I\'m curious about how the execution of EXISTS() is supposed to be faster than IN().
I was answering a question when Bill Karwin brought up
This is a RDBMS-agnostic answer, but may help nonetheless. In my understanding, the correlated (aka, dependent) subquery is perhaps the most often falsely accused culprit for bad performance.
The problem (as it is most often described) is that it processes the inner query for every row of the outer query. Therefore, if the outer query returns 1,000 rows, and the inner query returns 10,000, then your query has to slog through 10,000,000 rows (outer×inner) to produce a result. Compared to the 11,000 rows (outer+inner) from a non-correlated query over the same result sets, that ain't good.
However, this is just the worst case scenario. In many cases, the DBMS will be able to exploit indexes to drastically reduce the rowcount.
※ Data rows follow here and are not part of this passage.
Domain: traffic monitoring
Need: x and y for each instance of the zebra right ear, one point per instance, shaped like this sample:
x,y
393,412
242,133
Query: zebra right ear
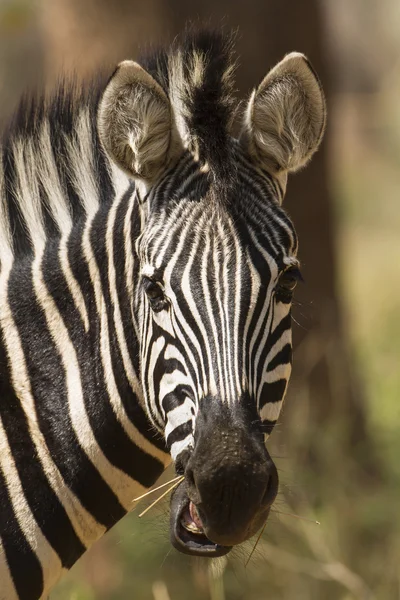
x,y
285,117
136,124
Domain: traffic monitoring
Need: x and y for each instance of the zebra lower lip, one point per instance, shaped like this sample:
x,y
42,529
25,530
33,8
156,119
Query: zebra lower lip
x,y
187,532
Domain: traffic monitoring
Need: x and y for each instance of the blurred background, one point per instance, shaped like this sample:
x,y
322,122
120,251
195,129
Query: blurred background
x,y
337,446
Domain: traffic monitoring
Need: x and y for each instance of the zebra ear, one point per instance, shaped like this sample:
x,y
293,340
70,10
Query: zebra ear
x,y
285,116
136,124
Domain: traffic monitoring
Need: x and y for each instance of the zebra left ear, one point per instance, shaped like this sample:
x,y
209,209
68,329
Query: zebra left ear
x,y
285,117
136,124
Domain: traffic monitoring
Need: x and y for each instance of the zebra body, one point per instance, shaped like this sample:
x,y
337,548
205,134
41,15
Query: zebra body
x,y
142,251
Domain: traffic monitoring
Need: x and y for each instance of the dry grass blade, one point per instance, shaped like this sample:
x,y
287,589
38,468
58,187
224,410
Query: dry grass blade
x,y
157,488
280,512
162,496
255,545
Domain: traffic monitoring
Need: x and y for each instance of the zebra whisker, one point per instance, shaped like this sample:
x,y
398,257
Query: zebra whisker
x,y
162,496
159,487
279,512
256,544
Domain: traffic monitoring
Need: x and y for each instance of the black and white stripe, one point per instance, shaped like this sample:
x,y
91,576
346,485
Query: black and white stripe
x,y
98,388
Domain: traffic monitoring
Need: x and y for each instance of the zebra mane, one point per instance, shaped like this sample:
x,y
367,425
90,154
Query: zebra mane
x,y
52,166
197,74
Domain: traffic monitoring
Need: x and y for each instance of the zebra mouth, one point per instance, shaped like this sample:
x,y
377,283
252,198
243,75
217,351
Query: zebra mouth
x,y
187,532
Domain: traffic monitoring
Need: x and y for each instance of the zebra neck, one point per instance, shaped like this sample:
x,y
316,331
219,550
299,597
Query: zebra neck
x,y
76,446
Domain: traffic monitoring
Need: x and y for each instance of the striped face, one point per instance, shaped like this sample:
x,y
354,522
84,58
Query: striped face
x,y
217,270
217,282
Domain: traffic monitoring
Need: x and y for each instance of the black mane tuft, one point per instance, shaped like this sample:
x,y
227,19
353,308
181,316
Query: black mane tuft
x,y
196,72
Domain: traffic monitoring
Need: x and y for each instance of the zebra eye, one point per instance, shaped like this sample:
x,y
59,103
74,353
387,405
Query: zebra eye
x,y
154,293
288,280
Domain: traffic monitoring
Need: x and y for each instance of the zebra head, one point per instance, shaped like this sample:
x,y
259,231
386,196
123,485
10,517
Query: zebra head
x,y
218,267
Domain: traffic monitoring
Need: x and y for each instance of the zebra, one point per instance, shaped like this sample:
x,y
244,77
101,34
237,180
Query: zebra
x,y
146,275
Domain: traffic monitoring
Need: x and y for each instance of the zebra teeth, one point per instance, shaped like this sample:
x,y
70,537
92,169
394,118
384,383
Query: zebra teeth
x,y
191,521
192,528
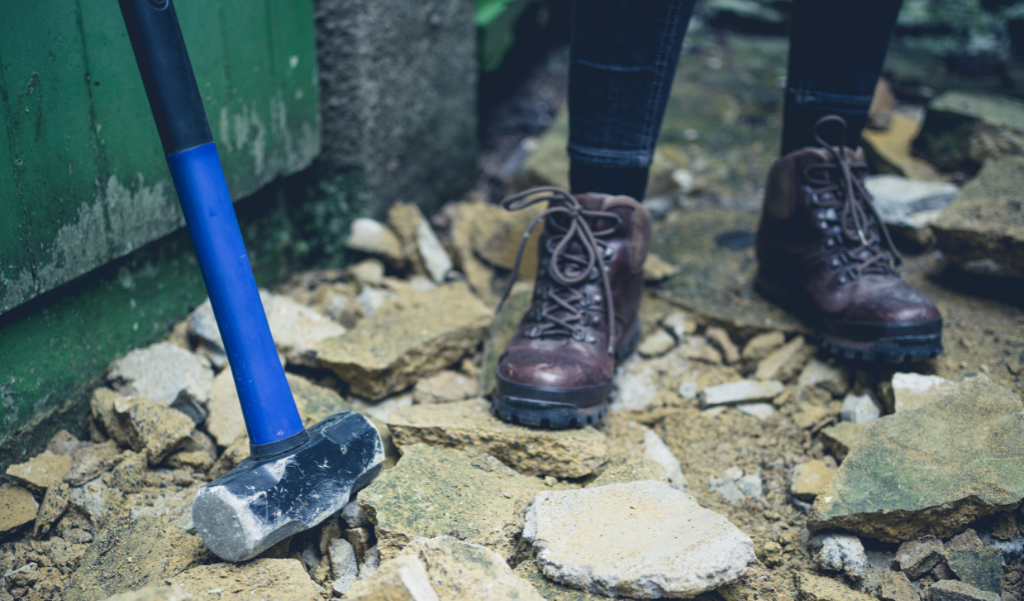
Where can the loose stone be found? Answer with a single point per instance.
(387, 353)
(656, 543)
(166, 375)
(840, 552)
(957, 591)
(814, 588)
(916, 472)
(655, 344)
(372, 237)
(761, 345)
(860, 409)
(720, 338)
(37, 473)
(433, 491)
(915, 390)
(744, 390)
(17, 508)
(444, 386)
(811, 478)
(563, 454)
(282, 580)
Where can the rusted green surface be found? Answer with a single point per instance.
(83, 177)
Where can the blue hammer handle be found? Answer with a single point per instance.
(270, 415)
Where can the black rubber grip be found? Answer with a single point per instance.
(167, 75)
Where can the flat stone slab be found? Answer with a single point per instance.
(388, 353)
(167, 375)
(983, 228)
(932, 470)
(434, 491)
(563, 454)
(641, 540)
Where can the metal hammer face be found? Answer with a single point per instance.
(261, 502)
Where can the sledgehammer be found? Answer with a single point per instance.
(294, 478)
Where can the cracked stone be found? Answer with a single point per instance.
(563, 454)
(434, 491)
(932, 470)
(387, 353)
(37, 473)
(657, 542)
(167, 375)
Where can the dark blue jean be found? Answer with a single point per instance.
(624, 55)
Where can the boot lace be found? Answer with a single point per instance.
(564, 311)
(842, 199)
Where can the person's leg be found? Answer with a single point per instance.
(624, 55)
(836, 54)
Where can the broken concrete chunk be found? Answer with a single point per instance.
(896, 587)
(931, 471)
(344, 567)
(841, 438)
(17, 508)
(983, 228)
(957, 591)
(433, 491)
(762, 345)
(916, 390)
(835, 379)
(53, 505)
(979, 566)
(840, 552)
(655, 449)
(814, 588)
(742, 391)
(462, 571)
(167, 375)
(282, 580)
(444, 386)
(784, 362)
(402, 578)
(372, 237)
(37, 473)
(811, 478)
(860, 409)
(645, 469)
(133, 553)
(563, 454)
(720, 338)
(655, 344)
(160, 429)
(656, 542)
(385, 354)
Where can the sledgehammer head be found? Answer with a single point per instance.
(261, 502)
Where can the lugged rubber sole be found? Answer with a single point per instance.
(893, 343)
(541, 406)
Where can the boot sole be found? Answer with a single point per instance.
(542, 406)
(895, 343)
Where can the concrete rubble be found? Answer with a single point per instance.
(657, 543)
(469, 424)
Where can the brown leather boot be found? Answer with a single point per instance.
(557, 371)
(822, 252)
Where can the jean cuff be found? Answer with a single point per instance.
(613, 158)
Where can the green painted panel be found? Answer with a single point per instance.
(293, 37)
(48, 125)
(90, 183)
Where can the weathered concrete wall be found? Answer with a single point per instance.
(398, 95)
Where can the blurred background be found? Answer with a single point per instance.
(325, 111)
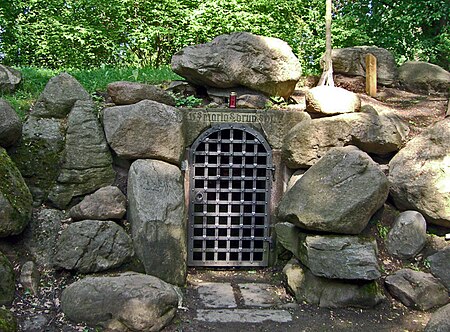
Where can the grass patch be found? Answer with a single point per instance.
(94, 80)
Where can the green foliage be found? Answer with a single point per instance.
(141, 33)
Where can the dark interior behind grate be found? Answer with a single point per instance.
(230, 183)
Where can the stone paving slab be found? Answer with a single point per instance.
(216, 295)
(259, 295)
(243, 315)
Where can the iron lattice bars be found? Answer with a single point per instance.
(230, 187)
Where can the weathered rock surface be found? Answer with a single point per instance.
(87, 163)
(159, 124)
(156, 213)
(129, 302)
(126, 93)
(338, 194)
(41, 235)
(372, 132)
(340, 257)
(104, 204)
(15, 198)
(408, 235)
(420, 173)
(7, 281)
(59, 96)
(417, 289)
(329, 100)
(10, 78)
(440, 320)
(440, 266)
(330, 293)
(10, 125)
(351, 61)
(424, 77)
(90, 246)
(259, 63)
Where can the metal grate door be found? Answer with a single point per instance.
(230, 187)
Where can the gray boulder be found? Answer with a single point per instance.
(260, 63)
(59, 96)
(371, 131)
(10, 125)
(424, 77)
(156, 213)
(440, 320)
(340, 257)
(329, 100)
(87, 163)
(40, 236)
(338, 194)
(408, 235)
(419, 174)
(15, 198)
(327, 293)
(161, 125)
(10, 78)
(126, 93)
(351, 61)
(125, 302)
(417, 289)
(440, 266)
(90, 246)
(106, 203)
(7, 281)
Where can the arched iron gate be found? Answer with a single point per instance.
(231, 172)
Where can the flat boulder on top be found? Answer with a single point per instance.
(106, 203)
(424, 77)
(10, 125)
(147, 129)
(338, 194)
(10, 78)
(125, 93)
(125, 302)
(419, 174)
(351, 61)
(417, 289)
(241, 59)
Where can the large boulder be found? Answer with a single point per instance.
(408, 235)
(156, 213)
(351, 61)
(440, 266)
(59, 96)
(126, 93)
(417, 289)
(338, 194)
(106, 203)
(10, 78)
(440, 320)
(90, 246)
(424, 77)
(10, 125)
(327, 293)
(15, 198)
(125, 302)
(373, 132)
(41, 235)
(241, 59)
(420, 173)
(7, 281)
(329, 100)
(160, 125)
(339, 257)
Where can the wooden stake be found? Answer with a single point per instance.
(371, 75)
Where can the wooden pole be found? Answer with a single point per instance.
(371, 75)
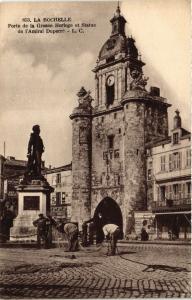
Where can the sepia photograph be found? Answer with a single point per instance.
(95, 149)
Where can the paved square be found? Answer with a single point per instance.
(137, 272)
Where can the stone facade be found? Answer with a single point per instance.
(111, 162)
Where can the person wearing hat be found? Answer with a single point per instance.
(35, 150)
(41, 224)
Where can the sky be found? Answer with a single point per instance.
(42, 73)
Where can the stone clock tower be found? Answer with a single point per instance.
(125, 118)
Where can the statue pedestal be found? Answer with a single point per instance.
(33, 199)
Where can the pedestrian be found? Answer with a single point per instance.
(41, 225)
(71, 232)
(50, 222)
(111, 233)
(144, 233)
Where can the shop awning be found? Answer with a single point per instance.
(172, 213)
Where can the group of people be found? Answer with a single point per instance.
(110, 232)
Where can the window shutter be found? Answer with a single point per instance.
(183, 190)
(170, 162)
(166, 192)
(179, 160)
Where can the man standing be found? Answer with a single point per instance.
(35, 150)
(71, 231)
(41, 225)
(111, 232)
(50, 222)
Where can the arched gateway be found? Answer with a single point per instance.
(110, 212)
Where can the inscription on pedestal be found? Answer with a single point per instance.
(31, 203)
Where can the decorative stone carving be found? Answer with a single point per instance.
(84, 98)
(139, 81)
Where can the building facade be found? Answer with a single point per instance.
(169, 183)
(109, 142)
(60, 179)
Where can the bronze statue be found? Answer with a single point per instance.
(35, 150)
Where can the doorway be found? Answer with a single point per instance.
(110, 213)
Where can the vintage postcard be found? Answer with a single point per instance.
(95, 149)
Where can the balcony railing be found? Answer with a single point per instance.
(176, 203)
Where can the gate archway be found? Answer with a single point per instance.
(110, 212)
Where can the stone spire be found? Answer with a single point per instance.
(177, 120)
(118, 23)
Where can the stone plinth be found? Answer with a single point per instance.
(33, 199)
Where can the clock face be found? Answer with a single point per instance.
(110, 80)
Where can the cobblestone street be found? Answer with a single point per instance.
(138, 271)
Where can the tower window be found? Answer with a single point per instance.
(175, 138)
(110, 90)
(58, 178)
(110, 59)
(111, 141)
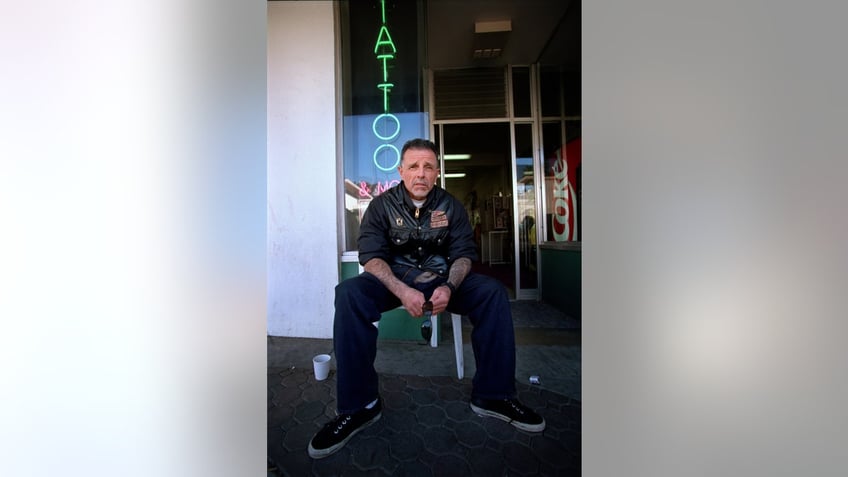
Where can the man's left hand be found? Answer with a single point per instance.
(440, 298)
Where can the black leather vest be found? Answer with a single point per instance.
(419, 237)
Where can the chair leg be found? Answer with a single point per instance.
(435, 323)
(456, 320)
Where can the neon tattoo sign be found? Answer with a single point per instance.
(385, 50)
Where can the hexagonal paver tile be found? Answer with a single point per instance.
(278, 414)
(399, 421)
(459, 411)
(370, 453)
(405, 446)
(431, 415)
(486, 462)
(520, 459)
(294, 379)
(549, 451)
(423, 397)
(395, 400)
(309, 411)
(471, 434)
(298, 437)
(450, 465)
(448, 393)
(440, 441)
(497, 429)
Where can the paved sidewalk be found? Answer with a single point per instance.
(427, 429)
(427, 426)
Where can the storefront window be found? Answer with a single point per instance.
(382, 98)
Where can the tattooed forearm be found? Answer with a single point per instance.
(380, 269)
(459, 270)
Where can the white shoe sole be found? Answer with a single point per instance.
(521, 425)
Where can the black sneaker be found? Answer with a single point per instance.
(511, 411)
(335, 434)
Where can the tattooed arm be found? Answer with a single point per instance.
(457, 273)
(412, 299)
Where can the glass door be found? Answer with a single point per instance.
(477, 170)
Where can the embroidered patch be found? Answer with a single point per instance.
(438, 219)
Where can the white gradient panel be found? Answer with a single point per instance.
(132, 196)
(714, 239)
(302, 196)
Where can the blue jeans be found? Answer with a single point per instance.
(359, 303)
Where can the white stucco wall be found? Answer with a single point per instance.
(302, 226)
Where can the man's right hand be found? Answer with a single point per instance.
(413, 301)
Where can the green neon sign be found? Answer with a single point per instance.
(385, 50)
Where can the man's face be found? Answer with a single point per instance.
(418, 169)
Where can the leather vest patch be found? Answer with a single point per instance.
(438, 219)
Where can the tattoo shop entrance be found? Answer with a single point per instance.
(499, 198)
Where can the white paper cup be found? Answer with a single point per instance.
(321, 363)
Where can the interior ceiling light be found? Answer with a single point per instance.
(457, 157)
(490, 38)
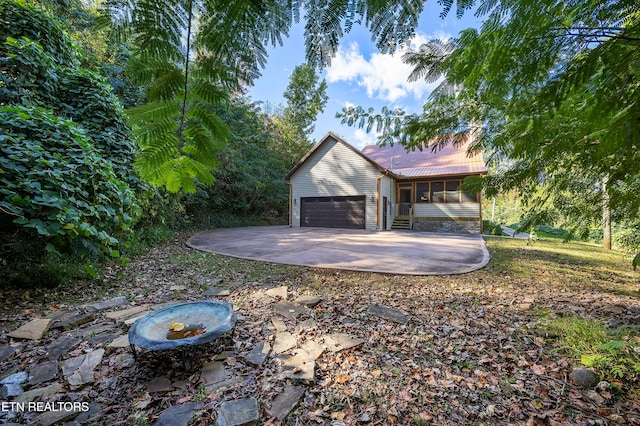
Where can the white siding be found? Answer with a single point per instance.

Even if only the inner query can use an index, the 10,000 rows becomes ~13 seeks, which drops the total down to 13,000.
The exists operator can stop processing rows after the first, cutting down the query cost further, especially when most outer rows match at least one inner row.
In some rare cases, I have seen SQL Server 2008R2 optimise correlated subqueries to a merge join (which traverses both sets only once - best possible scenario) where a suitable index can be found in both inner and outer queries.
The real culprit for bad performance is not necessarily correlated subqueries, but nested scans.